簡単な例を挙げると、小学校くらいの時に、作文で「太陽が笑っています」とか「道端のお花が泣いていました」とか書くと、花丸がもらえたりといったお話は想像できると思います。太陽は笑いませんし、お花は泣きません。太陽を見て笑いたかったのも、花を見て泣きたかったのも、作文をした本人ですよね。
こんなふうに、わたしたちは自分のこころの中で起こっていることを周りの世界に投影して感じ取るわけです。
重要なのは、この投影はわたしたちにとって、ありとあらゆることで起こっているというところです。
他の人の言動にどのようにこころが動くかということは投影が大きく関わっています。
心理カウンセリングでよくあるお話としては、男性の上司との関係がうまくいきませんといった話題があります。
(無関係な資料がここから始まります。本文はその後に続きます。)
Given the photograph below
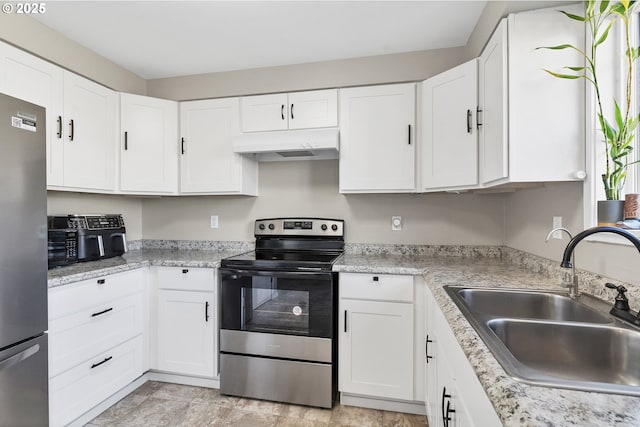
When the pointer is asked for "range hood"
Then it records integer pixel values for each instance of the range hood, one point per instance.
(309, 144)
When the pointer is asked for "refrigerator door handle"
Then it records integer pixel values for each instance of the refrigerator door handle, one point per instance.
(17, 358)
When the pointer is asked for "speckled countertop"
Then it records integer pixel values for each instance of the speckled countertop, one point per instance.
(137, 259)
(516, 403)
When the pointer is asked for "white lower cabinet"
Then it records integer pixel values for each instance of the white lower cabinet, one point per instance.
(96, 341)
(186, 321)
(376, 339)
(454, 395)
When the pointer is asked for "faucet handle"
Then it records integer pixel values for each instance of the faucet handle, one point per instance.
(622, 302)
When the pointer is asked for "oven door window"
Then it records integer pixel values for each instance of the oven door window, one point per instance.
(277, 302)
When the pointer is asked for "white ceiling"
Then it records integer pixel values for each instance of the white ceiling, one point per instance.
(156, 39)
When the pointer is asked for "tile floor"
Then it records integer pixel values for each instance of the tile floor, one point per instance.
(162, 404)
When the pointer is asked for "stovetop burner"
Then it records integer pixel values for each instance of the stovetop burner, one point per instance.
(293, 244)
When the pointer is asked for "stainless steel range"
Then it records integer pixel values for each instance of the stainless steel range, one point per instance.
(278, 337)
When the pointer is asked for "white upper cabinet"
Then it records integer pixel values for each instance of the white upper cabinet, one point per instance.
(314, 109)
(532, 124)
(208, 163)
(297, 110)
(30, 78)
(91, 127)
(493, 111)
(149, 145)
(377, 139)
(448, 133)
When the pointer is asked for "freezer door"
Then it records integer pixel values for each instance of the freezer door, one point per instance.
(23, 215)
(24, 385)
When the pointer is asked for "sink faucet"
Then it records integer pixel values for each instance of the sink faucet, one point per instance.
(568, 251)
(570, 279)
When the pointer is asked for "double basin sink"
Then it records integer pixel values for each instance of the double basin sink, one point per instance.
(546, 338)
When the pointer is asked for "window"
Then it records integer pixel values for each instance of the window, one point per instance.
(612, 78)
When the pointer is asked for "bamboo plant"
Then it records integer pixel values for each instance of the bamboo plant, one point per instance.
(617, 133)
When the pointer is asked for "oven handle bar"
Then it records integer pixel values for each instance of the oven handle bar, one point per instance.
(270, 273)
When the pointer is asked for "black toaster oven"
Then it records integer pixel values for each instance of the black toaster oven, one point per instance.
(62, 245)
(98, 236)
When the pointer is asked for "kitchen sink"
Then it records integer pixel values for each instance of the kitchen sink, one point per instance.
(546, 338)
(573, 355)
(531, 305)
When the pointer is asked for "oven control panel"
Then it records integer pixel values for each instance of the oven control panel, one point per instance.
(299, 227)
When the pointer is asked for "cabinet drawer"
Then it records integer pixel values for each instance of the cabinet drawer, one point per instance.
(68, 299)
(80, 336)
(186, 278)
(383, 287)
(77, 390)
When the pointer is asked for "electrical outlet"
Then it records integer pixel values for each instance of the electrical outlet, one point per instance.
(396, 223)
(557, 223)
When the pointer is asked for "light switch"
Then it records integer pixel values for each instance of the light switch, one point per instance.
(396, 223)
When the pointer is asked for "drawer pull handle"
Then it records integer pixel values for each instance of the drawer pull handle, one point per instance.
(345, 320)
(95, 365)
(100, 313)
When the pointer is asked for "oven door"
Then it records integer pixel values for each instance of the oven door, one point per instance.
(278, 302)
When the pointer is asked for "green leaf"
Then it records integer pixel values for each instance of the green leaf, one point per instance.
(574, 17)
(604, 35)
(563, 76)
(618, 115)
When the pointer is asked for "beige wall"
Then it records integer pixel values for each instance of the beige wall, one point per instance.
(32, 36)
(62, 202)
(348, 72)
(310, 188)
(529, 218)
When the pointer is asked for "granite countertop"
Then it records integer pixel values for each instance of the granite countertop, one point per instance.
(516, 403)
(138, 259)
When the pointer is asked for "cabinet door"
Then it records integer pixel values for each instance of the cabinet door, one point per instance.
(313, 109)
(546, 114)
(149, 144)
(90, 120)
(431, 359)
(376, 349)
(29, 78)
(377, 147)
(209, 165)
(493, 118)
(186, 332)
(265, 112)
(449, 143)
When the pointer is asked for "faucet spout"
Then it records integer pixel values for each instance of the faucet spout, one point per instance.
(568, 251)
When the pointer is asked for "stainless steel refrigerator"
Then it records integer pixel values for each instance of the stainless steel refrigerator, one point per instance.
(23, 265)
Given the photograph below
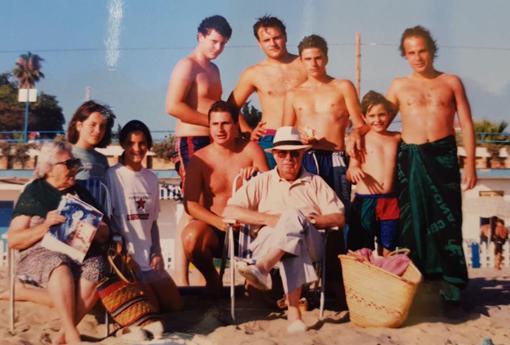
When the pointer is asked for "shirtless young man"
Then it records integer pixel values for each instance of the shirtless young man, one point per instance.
(194, 85)
(375, 211)
(320, 108)
(270, 79)
(211, 172)
(428, 173)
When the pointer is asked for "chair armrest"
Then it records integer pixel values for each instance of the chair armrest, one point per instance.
(230, 221)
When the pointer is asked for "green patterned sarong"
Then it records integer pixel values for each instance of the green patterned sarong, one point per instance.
(431, 212)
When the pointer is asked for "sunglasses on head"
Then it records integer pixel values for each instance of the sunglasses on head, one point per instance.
(283, 153)
(71, 163)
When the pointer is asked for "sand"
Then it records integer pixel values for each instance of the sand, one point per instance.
(485, 314)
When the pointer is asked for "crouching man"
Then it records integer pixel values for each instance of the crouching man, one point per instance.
(289, 204)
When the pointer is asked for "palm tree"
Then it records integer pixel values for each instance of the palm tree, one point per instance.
(28, 70)
(492, 136)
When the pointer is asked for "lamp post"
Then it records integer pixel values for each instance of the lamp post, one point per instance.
(27, 96)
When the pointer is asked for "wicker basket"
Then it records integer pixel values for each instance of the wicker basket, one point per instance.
(375, 297)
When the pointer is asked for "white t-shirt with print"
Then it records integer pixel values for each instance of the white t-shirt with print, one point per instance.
(135, 206)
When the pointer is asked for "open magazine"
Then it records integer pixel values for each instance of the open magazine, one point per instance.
(74, 236)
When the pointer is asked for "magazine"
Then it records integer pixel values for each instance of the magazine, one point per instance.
(74, 236)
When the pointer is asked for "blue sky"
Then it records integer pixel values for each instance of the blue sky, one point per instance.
(154, 34)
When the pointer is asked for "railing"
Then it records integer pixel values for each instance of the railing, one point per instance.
(42, 136)
(160, 135)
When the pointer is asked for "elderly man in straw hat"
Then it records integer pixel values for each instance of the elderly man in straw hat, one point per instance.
(289, 204)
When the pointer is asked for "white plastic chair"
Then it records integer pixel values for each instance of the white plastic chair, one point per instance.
(229, 249)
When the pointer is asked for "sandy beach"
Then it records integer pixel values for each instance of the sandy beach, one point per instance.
(485, 314)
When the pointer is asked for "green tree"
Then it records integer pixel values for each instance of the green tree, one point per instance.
(28, 70)
(21, 153)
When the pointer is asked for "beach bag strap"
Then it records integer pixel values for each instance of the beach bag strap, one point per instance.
(405, 251)
(121, 263)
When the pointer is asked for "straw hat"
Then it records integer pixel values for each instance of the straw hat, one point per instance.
(287, 138)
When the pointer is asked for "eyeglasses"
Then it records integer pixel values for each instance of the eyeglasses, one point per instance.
(71, 163)
(283, 153)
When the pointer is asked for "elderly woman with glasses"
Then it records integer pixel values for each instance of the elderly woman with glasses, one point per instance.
(53, 277)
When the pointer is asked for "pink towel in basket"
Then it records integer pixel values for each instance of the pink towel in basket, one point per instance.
(396, 264)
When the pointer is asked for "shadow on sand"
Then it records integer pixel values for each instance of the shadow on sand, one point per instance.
(477, 299)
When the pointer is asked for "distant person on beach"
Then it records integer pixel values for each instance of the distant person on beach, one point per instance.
(429, 182)
(271, 78)
(194, 86)
(375, 212)
(49, 277)
(91, 128)
(500, 238)
(211, 172)
(135, 203)
(289, 204)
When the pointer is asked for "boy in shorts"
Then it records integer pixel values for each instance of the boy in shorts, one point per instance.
(375, 211)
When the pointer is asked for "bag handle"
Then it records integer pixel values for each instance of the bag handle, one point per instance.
(112, 254)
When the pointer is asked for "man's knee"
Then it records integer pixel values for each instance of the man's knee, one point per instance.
(197, 239)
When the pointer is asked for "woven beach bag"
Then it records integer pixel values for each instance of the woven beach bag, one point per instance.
(125, 299)
(375, 297)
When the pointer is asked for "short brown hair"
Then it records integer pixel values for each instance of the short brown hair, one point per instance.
(373, 98)
(217, 23)
(82, 113)
(268, 22)
(419, 31)
(313, 41)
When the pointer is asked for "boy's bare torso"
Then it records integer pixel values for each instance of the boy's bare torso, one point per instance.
(379, 163)
(271, 81)
(427, 107)
(205, 89)
(323, 108)
(218, 170)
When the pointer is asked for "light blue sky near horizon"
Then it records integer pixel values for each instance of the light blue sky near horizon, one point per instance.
(70, 35)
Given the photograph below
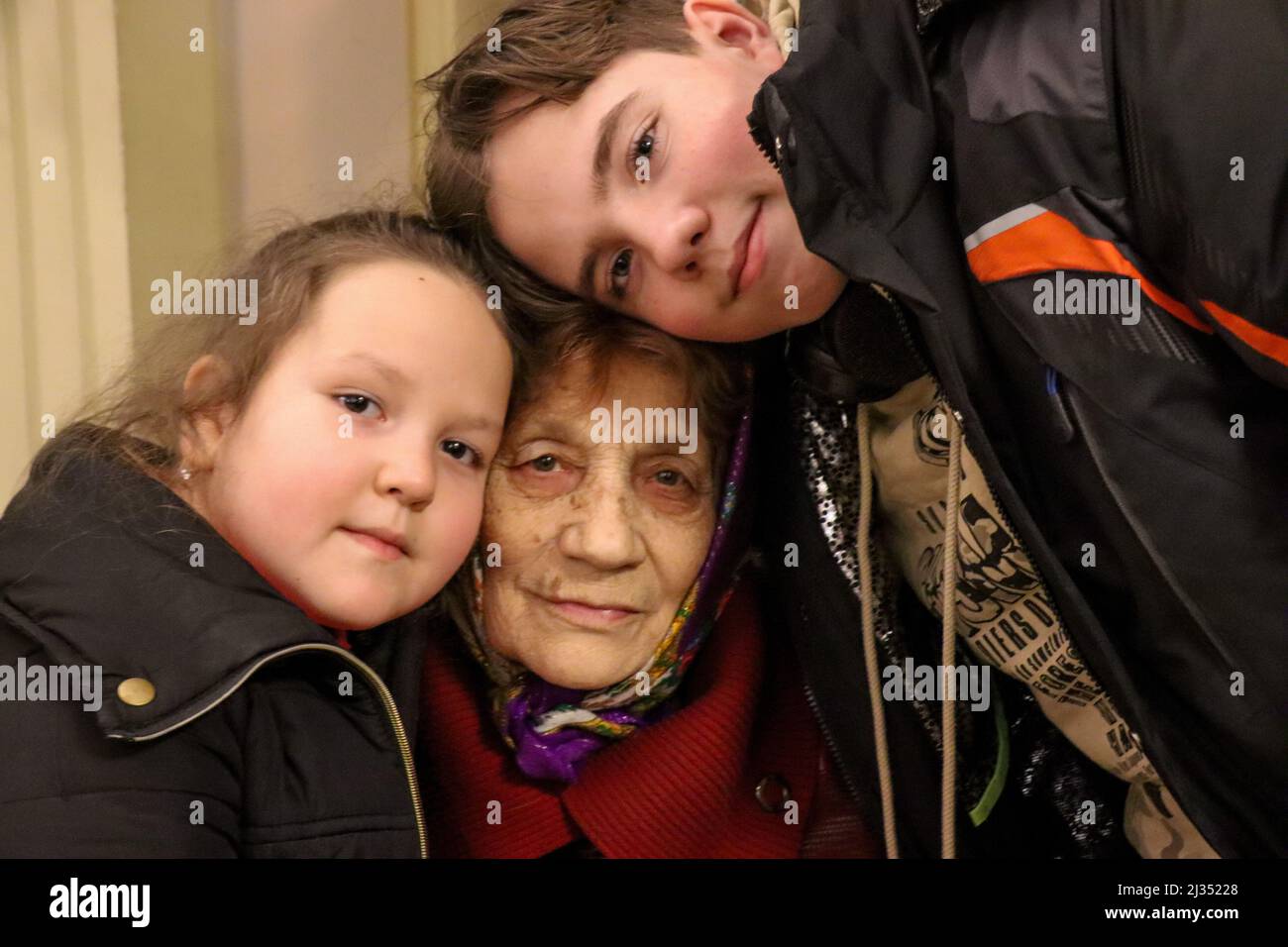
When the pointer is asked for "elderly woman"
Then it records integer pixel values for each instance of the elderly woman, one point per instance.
(606, 688)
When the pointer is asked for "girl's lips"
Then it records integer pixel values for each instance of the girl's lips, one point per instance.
(385, 551)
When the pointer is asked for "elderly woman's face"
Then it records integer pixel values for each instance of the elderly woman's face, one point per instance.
(597, 541)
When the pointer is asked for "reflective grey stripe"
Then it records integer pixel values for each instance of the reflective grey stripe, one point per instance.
(1012, 218)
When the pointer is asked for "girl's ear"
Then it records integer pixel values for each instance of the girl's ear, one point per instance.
(205, 428)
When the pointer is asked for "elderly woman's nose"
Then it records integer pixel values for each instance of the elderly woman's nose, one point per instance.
(603, 530)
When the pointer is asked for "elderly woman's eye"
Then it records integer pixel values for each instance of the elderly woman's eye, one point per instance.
(670, 478)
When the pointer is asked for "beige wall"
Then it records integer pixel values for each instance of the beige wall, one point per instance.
(63, 266)
(171, 158)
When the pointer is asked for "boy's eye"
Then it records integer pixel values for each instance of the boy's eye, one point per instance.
(618, 272)
(459, 450)
(359, 403)
(643, 147)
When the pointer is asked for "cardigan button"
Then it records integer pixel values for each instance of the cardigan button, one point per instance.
(138, 692)
(773, 792)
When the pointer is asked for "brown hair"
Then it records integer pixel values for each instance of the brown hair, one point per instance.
(553, 51)
(147, 399)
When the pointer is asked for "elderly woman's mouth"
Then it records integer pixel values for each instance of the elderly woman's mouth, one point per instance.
(590, 613)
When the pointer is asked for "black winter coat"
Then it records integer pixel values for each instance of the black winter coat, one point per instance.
(958, 155)
(237, 733)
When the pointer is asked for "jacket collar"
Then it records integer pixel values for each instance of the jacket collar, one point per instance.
(103, 570)
(854, 103)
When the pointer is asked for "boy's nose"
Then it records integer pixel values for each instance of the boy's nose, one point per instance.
(679, 239)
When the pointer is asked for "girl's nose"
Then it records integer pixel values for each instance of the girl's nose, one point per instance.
(410, 476)
(603, 528)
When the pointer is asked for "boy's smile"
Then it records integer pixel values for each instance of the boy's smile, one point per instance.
(648, 193)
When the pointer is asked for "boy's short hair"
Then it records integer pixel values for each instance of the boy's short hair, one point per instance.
(553, 51)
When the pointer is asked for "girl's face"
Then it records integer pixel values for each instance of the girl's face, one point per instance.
(353, 478)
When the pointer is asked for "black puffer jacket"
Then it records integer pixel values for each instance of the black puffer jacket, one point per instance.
(967, 158)
(252, 744)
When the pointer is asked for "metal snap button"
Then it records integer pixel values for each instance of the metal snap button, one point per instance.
(785, 147)
(773, 792)
(138, 692)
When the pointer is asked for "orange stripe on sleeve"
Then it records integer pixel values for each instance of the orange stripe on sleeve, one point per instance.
(1254, 337)
(1047, 243)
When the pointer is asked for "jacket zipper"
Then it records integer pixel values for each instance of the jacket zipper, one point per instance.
(373, 678)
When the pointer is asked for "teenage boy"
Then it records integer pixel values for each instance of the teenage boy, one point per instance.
(1019, 261)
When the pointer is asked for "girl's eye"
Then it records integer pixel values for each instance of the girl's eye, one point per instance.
(359, 403)
(459, 450)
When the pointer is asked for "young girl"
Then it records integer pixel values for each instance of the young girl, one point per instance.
(206, 574)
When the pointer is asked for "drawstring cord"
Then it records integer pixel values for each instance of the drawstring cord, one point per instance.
(948, 611)
(870, 637)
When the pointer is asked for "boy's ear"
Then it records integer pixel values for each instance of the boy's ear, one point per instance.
(729, 24)
(202, 431)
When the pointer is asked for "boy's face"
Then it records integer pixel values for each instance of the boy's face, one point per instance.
(698, 239)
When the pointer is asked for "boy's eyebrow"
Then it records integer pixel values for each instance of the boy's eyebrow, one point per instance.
(608, 128)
そうすると、カウンセラーはそのクライアントさんのお父さんとの関係を確かめてみます。ほとんどの場合は、お父さんとの関係が良くないという話が出てきます。
すなわち、
お父さん=権威のシンボル(男性)=男性の上司
という関係がこころの中で形成されていて、お父さんに対して感じていたことを男性の上司に対しても同じように感じるということが起こるわけです。
また、逆にお父さんにとても可愛がられた女性は、男性の上司との関係がとてもうまくいくという例も多いです。
興味深いのは、お父さんとの関係はよくなかったけど、おじいちゃんにとても可愛がってもらって、おじいちゃん大好きという人のケースです。この場合、男性の直属の上司との関係はギクシャクするけども、社長とはとてもいい関係が築けるといったふうになってきます。このケースも時々お聴きします。
ネットで投影を検索すると、"自分の中にある否定的な部分を他の人に映し出すという防衛機制"といった記述が多く見られます。しかし、実際には上記のように否定的なものも肯定的なものも関係なく、さまざまなものが投影されています。実際に何千人もの方のお話をお聴きしてきて、その通りでした。